Tuesday 23 September 2014

Losing Yourself

Something out of the ordinary happened the other day - I lost something.

I never lose things. I am just not one of those people. I am organised. Boring. You can rely on me in a scrape - I will have that emergency tissue in my handbag; I've got the map to the hotel; yes, I've got some suncream you can borrow; yes, I have the last train time written down in my pocket notebook.

I do not lose things. Well...apart from the time I lost my passport. Life lessons learned: 1. Don't take your passport to a festival, even a non-camping one, and 2. Hairdressers are good people (one from the Regis salon in Debenhams found said passport and returned it to me. I went back there recently http://lookingwithmyeyes.blogspot.co.uk/2014/08/hair-sex-death.html )

Ok, so I lost something once. Although, hang on...there was also that time I left an amazing paid of vintage driving gloves on the bus. I cried. Really (turns out there's a helpline you can ring).

Ok, so I am not quite as organised as I thought I was three paragraphs ago. But I'm pretty 'together' most of the time. So you can imagine my anger and disappointment when, on the last short hurdle of my commute home - the number 50 bus, I realised...I had gone and lost my house keys.

It's horrible that moment, isn't it - you must have felt it at some point? That sinking realisation that your treasured possession is not in your pocket, at the bottom of your handbag, on the floor. This is an organised person's worst nightmare - how could I be so careless, so unlike myself?

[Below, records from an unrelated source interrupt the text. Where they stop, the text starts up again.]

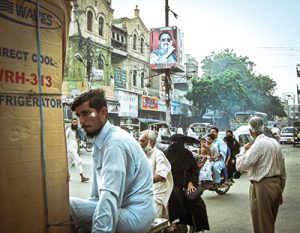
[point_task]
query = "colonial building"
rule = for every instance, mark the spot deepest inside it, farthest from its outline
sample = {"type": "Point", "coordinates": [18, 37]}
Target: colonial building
{"type": "Point", "coordinates": [114, 54]}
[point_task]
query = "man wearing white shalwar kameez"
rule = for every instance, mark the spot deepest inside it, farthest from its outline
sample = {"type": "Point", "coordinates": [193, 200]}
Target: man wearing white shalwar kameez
{"type": "Point", "coordinates": [161, 170]}
{"type": "Point", "coordinates": [121, 188]}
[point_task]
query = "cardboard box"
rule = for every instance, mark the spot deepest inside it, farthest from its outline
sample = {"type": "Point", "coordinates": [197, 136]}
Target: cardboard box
{"type": "Point", "coordinates": [34, 190]}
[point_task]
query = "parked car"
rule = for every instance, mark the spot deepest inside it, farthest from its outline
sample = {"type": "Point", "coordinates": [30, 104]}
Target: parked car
{"type": "Point", "coordinates": [287, 135]}
{"type": "Point", "coordinates": [242, 135]}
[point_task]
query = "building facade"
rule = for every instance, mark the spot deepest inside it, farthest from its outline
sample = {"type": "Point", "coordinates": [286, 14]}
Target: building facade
{"type": "Point", "coordinates": [113, 54]}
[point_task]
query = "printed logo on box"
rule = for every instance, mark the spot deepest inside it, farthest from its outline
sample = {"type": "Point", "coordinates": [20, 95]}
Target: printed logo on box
{"type": "Point", "coordinates": [26, 13]}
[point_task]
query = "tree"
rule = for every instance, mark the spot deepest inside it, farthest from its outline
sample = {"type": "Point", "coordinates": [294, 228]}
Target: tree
{"type": "Point", "coordinates": [229, 84]}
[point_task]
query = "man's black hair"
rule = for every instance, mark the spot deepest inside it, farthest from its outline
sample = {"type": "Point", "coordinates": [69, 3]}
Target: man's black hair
{"type": "Point", "coordinates": [165, 32]}
{"type": "Point", "coordinates": [215, 128]}
{"type": "Point", "coordinates": [96, 98]}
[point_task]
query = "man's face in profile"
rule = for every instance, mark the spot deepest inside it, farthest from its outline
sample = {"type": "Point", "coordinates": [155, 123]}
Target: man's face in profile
{"type": "Point", "coordinates": [165, 41]}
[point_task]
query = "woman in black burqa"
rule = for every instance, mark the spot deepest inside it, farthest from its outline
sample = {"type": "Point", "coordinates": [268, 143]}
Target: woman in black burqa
{"type": "Point", "coordinates": [185, 175]}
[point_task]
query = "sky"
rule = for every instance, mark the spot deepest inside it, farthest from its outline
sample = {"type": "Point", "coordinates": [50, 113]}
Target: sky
{"type": "Point", "coordinates": [266, 31]}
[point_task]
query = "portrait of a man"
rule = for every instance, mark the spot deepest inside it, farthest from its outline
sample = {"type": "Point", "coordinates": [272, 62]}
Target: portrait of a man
{"type": "Point", "coordinates": [165, 53]}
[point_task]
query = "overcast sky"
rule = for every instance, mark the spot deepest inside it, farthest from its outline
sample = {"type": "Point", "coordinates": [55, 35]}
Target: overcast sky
{"type": "Point", "coordinates": [266, 31]}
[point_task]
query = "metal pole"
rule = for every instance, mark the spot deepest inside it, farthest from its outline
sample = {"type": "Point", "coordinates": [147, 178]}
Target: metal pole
{"type": "Point", "coordinates": [167, 13]}
{"type": "Point", "coordinates": [167, 73]}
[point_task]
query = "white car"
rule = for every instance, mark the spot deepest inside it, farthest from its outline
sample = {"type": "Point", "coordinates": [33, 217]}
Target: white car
{"type": "Point", "coordinates": [242, 135]}
{"type": "Point", "coordinates": [287, 135]}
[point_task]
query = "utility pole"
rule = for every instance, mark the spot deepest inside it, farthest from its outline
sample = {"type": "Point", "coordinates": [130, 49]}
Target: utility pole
{"type": "Point", "coordinates": [294, 107]}
{"type": "Point", "coordinates": [167, 80]}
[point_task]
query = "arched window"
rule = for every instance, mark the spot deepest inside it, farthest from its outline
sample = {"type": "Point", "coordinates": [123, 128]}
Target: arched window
{"type": "Point", "coordinates": [142, 80]}
{"type": "Point", "coordinates": [142, 45]}
{"type": "Point", "coordinates": [90, 21]}
{"type": "Point", "coordinates": [101, 24]}
{"type": "Point", "coordinates": [134, 77]}
{"type": "Point", "coordinates": [134, 41]}
{"type": "Point", "coordinates": [100, 63]}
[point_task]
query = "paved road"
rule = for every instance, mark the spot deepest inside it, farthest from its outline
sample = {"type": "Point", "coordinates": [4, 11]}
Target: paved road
{"type": "Point", "coordinates": [230, 213]}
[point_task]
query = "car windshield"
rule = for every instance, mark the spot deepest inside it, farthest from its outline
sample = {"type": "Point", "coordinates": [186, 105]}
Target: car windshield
{"type": "Point", "coordinates": [287, 130]}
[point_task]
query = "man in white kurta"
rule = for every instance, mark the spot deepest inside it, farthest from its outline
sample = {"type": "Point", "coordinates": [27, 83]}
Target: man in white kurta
{"type": "Point", "coordinates": [72, 148]}
{"type": "Point", "coordinates": [161, 170]}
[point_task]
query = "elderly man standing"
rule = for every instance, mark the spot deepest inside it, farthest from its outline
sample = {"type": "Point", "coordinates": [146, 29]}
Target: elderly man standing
{"type": "Point", "coordinates": [161, 170]}
{"type": "Point", "coordinates": [220, 157]}
{"type": "Point", "coordinates": [266, 169]}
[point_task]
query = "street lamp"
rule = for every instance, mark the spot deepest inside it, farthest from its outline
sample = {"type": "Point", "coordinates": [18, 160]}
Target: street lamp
{"type": "Point", "coordinates": [294, 107]}
{"type": "Point", "coordinates": [298, 70]}
{"type": "Point", "coordinates": [87, 65]}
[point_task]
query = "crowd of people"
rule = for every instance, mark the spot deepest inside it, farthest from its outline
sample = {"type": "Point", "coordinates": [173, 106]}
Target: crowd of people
{"type": "Point", "coordinates": [133, 182]}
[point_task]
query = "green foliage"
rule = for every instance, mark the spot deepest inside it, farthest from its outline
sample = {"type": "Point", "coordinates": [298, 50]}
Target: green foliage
{"type": "Point", "coordinates": [229, 84]}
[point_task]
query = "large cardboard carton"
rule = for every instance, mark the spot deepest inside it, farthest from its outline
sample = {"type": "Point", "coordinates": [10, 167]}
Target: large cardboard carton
{"type": "Point", "coordinates": [34, 189]}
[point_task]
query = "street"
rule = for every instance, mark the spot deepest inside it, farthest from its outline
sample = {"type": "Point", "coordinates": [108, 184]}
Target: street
{"type": "Point", "coordinates": [230, 212]}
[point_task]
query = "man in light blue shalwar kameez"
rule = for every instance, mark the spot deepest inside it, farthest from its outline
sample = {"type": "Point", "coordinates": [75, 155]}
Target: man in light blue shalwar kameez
{"type": "Point", "coordinates": [219, 164]}
{"type": "Point", "coordinates": [121, 191]}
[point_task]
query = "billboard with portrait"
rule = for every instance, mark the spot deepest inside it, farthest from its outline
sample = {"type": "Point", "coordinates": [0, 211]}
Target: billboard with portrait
{"type": "Point", "coordinates": [166, 49]}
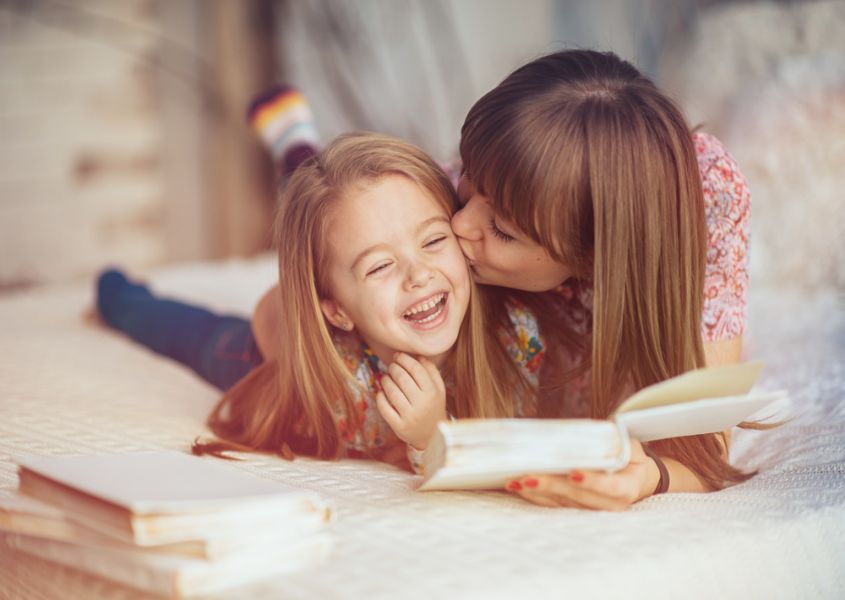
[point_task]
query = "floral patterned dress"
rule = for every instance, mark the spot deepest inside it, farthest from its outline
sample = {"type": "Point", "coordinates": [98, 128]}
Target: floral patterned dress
{"type": "Point", "coordinates": [370, 431]}
{"type": "Point", "coordinates": [727, 205]}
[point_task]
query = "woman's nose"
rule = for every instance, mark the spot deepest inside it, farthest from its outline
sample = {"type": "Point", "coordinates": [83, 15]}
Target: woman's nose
{"type": "Point", "coordinates": [466, 222]}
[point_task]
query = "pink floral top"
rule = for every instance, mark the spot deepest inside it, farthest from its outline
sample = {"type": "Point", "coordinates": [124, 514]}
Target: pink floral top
{"type": "Point", "coordinates": [727, 205]}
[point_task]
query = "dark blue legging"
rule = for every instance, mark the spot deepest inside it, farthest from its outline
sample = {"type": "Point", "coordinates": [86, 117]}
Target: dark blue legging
{"type": "Point", "coordinates": [220, 349]}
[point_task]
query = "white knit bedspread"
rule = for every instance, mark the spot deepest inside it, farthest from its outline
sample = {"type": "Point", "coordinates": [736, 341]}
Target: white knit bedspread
{"type": "Point", "coordinates": [70, 388]}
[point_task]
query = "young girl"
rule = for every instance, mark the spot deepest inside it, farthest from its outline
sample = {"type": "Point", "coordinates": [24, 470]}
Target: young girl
{"type": "Point", "coordinates": [582, 187]}
{"type": "Point", "coordinates": [383, 334]}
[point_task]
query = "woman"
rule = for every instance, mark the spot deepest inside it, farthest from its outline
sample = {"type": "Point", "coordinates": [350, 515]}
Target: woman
{"type": "Point", "coordinates": [584, 188]}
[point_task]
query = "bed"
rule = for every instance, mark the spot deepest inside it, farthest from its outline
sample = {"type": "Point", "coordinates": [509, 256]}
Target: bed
{"type": "Point", "coordinates": [70, 387]}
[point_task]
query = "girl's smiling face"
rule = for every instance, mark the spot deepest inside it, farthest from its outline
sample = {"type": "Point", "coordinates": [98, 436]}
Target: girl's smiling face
{"type": "Point", "coordinates": [396, 272]}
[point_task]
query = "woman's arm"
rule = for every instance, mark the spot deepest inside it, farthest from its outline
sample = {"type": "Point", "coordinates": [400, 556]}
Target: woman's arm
{"type": "Point", "coordinates": [606, 491]}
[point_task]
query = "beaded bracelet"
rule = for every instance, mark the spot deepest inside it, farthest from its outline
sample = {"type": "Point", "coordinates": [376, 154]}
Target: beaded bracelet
{"type": "Point", "coordinates": [663, 483]}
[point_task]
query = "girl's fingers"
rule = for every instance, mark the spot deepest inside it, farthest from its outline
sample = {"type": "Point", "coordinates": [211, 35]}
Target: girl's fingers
{"type": "Point", "coordinates": [420, 375]}
{"type": "Point", "coordinates": [433, 373]}
{"type": "Point", "coordinates": [622, 486]}
{"type": "Point", "coordinates": [387, 411]}
{"type": "Point", "coordinates": [403, 379]}
{"type": "Point", "coordinates": [574, 489]}
{"type": "Point", "coordinates": [395, 395]}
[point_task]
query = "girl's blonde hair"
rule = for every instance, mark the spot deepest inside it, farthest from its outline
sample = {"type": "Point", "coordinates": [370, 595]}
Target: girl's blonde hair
{"type": "Point", "coordinates": [289, 403]}
{"type": "Point", "coordinates": [596, 165]}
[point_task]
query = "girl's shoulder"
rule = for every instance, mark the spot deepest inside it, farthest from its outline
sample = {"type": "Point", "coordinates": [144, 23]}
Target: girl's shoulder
{"type": "Point", "coordinates": [524, 343]}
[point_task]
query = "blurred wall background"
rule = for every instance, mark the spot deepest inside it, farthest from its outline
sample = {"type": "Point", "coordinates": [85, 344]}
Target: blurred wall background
{"type": "Point", "coordinates": [122, 137]}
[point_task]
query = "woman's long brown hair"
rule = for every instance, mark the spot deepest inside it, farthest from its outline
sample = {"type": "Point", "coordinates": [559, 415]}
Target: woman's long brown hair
{"type": "Point", "coordinates": [288, 404]}
{"type": "Point", "coordinates": [589, 159]}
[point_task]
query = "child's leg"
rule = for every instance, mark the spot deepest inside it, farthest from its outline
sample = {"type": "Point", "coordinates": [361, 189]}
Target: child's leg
{"type": "Point", "coordinates": [283, 119]}
{"type": "Point", "coordinates": [220, 349]}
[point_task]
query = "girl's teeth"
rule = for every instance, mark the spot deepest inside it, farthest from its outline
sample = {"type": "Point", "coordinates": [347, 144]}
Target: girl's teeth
{"type": "Point", "coordinates": [426, 306]}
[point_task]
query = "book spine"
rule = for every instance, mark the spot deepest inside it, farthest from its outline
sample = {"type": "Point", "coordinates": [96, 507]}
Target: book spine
{"type": "Point", "coordinates": [102, 562]}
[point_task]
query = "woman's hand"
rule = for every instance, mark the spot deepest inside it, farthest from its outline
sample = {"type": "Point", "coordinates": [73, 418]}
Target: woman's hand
{"type": "Point", "coordinates": [413, 399]}
{"type": "Point", "coordinates": [593, 489]}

You see, I will freely admit that I am a control freak - I think all truly organised people are. We cannot escape from ourselves. Which is why I was so unhappy when, in that moment I knew my keys were gone, I surprised myself with how careless and unreliable I could actually be. The last thing I want is to be surprised with the hidden depths of my character -  I want to be in control of me.

But if we were to rewind to seven years ago, to when I lost the passport, it is a bit of a different story.

Of course, in that first moment of realisation there was the familiar panic / terror / rage-at-self for being so stupid. What if I had to leave the country? Or, more realistically, buy alcohol? But then once I knew my passport was safe in Debenhams, I let go a little and actually felt a bit pleased with myself. Proud, even.

Because when I was a teenager, being the organised one in my circle of friends always felt rather lack lustre, predictable. Dull. How I longed to be as carefree as they driving around late at night with boys they'd just met at MacDonalds, running off to the Welsh seaside on a whim, bunking off school, walking into an exam having done zero revision. It all came so naturally to them. It made them so appealing - sexy. There was nothing natural about me trying to climb onto a yacht late in the evening in Sandwell Valley Park, when I'd only (begrudgingly) agreed to go on a short walk.

And so as a young woman I found myself fighting against the organised streak in me, wishing I could be more like my more un-together, dishevelled friends.

But I've found that as you get older the tables turn. It's funny - people actually want to be like you. Those same free spirits want to know how you manage to get through life with few dramas and disasters. "I don't know how she does it." You feel brilliant (until you are inevitably asked to organise a hen do.)

You find your opinion changes, too. No long longer is the total disorganisation of your friends endearing or jealousy-inducing - it is f***ing annoying. Even they are annoyed by it, too.

This, reader, is a certain sign you have become a 'grown up'.

At the end of the day, that organised streak runs through you like a stick of rock. And if you break it, you breakdown. Having to sit outside your apartment building on a step like a cat, waiting for the other (responsible) key-holder to get home, is a low point in life.

It is no shameful thing to be the boring, organised one. But losing my keys has reminded me that I am indeed human, and still capable of surprising myself - even if I don't like it.

P.S. A few days later I found the keys - in my desk drawer at work. I think I can actually remember placing them in there...thinking I lost something else last week - the plot.